Йоаким замолчал. Трудно было говорить о смерти Этель и последовавшей депрессии Катрин.

— Вы скучаете по сестре? — спросил Герлоф.

Йоаким задумался.

— Немного, — наконец ответил он.

Это прозвучало цинично, поэтому он прибавил:

— Я скучаю по той Этель, какой она была до того, как пристрастилась к наркотикам. По Этель, у которой было множество планов. Она мечтала открыть салон красоты, стать учительницей музыки. Она ничего так и не осуществила. Наркотики медленно ее убивали. Это было все равно что смотреть на человека в горящем доме и быть не в состоянии ему помочь.
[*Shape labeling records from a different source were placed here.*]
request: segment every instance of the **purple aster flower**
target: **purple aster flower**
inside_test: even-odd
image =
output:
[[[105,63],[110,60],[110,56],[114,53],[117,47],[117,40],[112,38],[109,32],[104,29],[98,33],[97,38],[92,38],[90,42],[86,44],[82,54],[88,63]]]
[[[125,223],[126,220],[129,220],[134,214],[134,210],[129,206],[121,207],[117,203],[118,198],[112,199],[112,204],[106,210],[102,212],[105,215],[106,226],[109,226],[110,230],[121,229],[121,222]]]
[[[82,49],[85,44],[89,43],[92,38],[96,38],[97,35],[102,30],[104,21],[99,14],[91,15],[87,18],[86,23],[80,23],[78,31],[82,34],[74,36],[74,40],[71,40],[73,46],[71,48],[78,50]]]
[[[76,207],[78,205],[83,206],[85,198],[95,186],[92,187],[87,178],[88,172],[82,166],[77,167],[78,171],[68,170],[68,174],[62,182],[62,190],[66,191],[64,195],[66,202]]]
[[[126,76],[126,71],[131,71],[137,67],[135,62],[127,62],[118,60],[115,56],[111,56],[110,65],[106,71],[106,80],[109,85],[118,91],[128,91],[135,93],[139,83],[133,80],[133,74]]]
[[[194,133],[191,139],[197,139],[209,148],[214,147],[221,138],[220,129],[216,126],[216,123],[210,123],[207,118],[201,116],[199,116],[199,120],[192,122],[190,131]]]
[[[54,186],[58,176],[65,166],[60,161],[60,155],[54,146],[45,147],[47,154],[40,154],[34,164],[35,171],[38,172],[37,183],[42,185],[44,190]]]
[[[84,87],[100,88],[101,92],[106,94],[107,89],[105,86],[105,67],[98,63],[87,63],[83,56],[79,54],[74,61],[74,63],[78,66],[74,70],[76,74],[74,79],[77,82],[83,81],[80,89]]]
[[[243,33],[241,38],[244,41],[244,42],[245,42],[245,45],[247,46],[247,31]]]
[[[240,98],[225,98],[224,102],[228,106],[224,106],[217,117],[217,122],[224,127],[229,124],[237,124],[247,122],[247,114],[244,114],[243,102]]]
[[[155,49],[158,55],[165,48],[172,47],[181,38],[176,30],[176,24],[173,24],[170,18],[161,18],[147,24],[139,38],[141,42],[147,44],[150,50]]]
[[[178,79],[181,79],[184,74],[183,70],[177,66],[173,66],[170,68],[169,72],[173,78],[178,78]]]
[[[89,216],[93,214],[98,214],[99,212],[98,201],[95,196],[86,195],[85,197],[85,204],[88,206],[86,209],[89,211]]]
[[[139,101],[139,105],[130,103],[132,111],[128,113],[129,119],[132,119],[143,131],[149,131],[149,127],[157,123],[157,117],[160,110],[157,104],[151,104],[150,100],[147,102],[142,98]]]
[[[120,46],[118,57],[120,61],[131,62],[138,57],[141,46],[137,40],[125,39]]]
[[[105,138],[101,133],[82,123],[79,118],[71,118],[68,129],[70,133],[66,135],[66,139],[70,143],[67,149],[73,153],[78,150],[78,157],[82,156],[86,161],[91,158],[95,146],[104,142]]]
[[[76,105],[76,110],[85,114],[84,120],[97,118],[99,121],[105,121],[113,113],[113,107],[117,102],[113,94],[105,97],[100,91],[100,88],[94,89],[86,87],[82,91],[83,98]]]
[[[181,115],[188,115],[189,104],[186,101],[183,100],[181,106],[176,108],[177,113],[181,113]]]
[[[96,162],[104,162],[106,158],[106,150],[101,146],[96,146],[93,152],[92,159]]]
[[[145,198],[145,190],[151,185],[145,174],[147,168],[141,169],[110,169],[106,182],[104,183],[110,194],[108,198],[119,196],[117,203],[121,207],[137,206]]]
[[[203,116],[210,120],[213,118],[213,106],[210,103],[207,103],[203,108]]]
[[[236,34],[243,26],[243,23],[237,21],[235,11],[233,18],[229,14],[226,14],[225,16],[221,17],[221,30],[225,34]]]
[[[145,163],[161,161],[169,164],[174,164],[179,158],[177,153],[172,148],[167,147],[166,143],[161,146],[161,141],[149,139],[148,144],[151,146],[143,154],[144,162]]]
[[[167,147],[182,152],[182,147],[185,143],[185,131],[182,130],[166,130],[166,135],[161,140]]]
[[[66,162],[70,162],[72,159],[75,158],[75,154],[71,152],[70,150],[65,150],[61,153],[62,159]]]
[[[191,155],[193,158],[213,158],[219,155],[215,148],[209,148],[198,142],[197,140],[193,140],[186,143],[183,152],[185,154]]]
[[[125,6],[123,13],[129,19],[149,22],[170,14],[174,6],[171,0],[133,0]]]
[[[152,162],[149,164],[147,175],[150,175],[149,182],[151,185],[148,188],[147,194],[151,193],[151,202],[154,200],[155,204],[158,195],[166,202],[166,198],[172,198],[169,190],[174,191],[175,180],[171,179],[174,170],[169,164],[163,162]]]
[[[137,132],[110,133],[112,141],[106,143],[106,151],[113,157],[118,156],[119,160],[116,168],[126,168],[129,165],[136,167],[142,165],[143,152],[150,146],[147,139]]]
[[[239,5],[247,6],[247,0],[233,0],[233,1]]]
— С чего это началось? — деликатным тоном произнес Герлоф. — Я почти ничего не знаю о наркотиках.

— Она начала с гашиша. Курила на вечеринках и концертах. Этель играла на пианино и гитаре и постоянно тусовалась со своими ровесниками… Она меня тоже научила играть, — улыбнулся Йоаким.

— Вы ее любили.

— Да. Этель была веселой. Привлекательной. Мальчики ее обожали. А она обожала вечеринки и клубы. И метамфетамин. Употребляя наркотики, она похудела на десять килограммов. Она все реже появлялась дома. Потом умер от рака папа, и, я думаю, именно после этого она начала употреблять героин… Она стала похожа на скелет. Худая, бледная, голос хриплый…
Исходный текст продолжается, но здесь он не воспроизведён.